Karry Best movie of this year hands down!
Alicia I love this movie so much
SnoReptilePlenty Memorable, crazy movie
Jonah Abbott There's no way I can possibly love it entirely but I just think its ridiculously bad, but enjoyable at the same time.
Horst in Translation ([email protected]) This Brazilian book-based short film fits as much information as possible in its 13 minutes. Most of it is about basic economic connections in random people's everyday life, for example how they buy goods, sell them for more money and use this money to buy food for their families. But apart from this economic context, there are also references to history, agriculture, environment, freedom and society in general. Here and there, it is slightly funny, but as a whole I found this short film fairly forgettable. I am surprised it is so popular and highly rated. Maybe people mistake a fast movie for a good movie. Also the title couldn't be any more random. It looks like a decent student movie and there is nothing really outstanding about it, even taking into account that it was made over 25 years ago. Jorge Furtado was not even 30 when this was made and he has been enjoying a prolific career in the last almost 30 years. I guess he must have improved a lot since then as there is nothing particularly memorable about his work here. Not recommended.

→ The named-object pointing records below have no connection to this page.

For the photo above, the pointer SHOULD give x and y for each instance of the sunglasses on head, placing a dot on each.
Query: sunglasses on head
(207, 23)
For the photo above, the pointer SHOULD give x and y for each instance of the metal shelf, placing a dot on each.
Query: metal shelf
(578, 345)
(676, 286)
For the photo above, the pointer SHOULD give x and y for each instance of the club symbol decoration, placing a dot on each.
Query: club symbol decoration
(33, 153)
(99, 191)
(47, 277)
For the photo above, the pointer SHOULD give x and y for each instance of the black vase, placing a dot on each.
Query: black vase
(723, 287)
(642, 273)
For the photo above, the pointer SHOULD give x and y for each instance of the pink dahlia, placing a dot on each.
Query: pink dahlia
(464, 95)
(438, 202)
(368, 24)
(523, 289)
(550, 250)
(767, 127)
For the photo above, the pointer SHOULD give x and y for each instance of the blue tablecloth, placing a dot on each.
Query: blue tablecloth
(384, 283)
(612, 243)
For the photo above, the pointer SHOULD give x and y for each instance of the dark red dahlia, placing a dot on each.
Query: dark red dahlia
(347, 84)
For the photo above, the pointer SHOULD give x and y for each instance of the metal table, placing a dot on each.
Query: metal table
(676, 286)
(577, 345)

Atavisten Beginning at a tomato ranch explaining every step throughout to the Ilha das Flores in a simple, clear-cut manner that is first Monthy Pythonesque funny, but becomes tragic to no end. It starts explaing what happens to the tomato, how it historically is possible to be bought in a supermarket with money and ends up in Ilha das Flores where its inhabitants must pick up food from the dump after the pigs has gotten theirs, this is because in the capitalist world they have 'freedom' and because they are not owned by someone like the pigs are.The contrast between the funny satire and the serious satire is so extreme because they are treated in the exact same way, but with very different implisions.Definitely one of the very best shorts, telling a lot with very little.

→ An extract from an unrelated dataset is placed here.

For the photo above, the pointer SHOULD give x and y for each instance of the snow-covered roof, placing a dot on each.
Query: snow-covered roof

Struggler Here's a work that definitely proves how exciting and questioning a short movie picture can be.Acting as a director, writer and producer, Jorge Furtado couragely aims a dazzling machinegun at issues as assorted as religion, Holocaust, Brazilian government, poverty, capitalism, and how human intelligence has been used throughout the ages.Using a dialectical method, and narrating the story in a way that "even a Martian would understand", in the words of the author, the film forges a real cinematographical theorem of Brazilian deplorable situation, borrowing as the stage a neighbourhood in the city of Porto Alegre (one of Brazil's most developed ones, by the way). The degrading scenario, however, would apply to any community on the world in which the effects of money (or its lack) on the lives of its inhabitants are more visible.In the movie's touching final take, Furtado destroys the bourgeois concept of Freedom, quoting a line from one of Brazil's greatest poetesses, Cecilia Meirelles, and leaves us wondering whether modern 'civilisation' is as far as the human intellect can take us.

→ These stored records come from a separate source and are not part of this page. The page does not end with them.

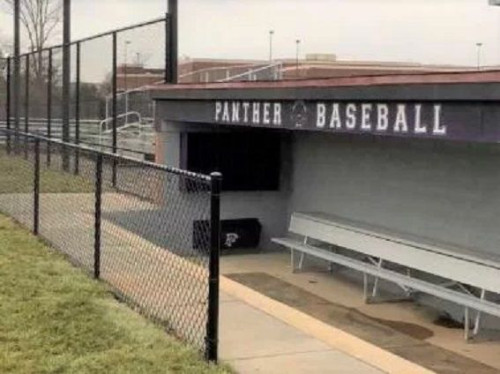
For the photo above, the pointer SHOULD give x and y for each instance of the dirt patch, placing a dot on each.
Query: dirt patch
(404, 339)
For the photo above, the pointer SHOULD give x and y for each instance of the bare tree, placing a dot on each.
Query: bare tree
(40, 19)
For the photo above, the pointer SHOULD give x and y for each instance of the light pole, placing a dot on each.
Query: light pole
(127, 43)
(479, 45)
(17, 69)
(271, 33)
(297, 48)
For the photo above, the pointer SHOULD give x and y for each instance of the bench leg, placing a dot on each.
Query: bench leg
(477, 323)
(466, 324)
(365, 288)
(375, 284)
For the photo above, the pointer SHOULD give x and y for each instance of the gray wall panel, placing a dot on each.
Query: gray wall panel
(443, 191)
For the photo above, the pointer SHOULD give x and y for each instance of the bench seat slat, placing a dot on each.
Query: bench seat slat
(416, 284)
(449, 267)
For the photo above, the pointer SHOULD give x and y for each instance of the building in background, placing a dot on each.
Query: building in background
(320, 65)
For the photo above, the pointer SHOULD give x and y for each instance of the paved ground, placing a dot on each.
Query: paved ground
(251, 340)
(405, 328)
(255, 342)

Richard Teague (Spacka) This short is a fine example of people with something crucial to say, having to bend to commercial whims of entertainment in order to hold the audience's attention span long enough to get the message across. It is remarkably witty, and runs at a fanatical pace. The jokes cause a smile, but when the holocaust clips arise, we get the clue that there are weighty matters at stake here. People need to see films like this. Remarkably effective.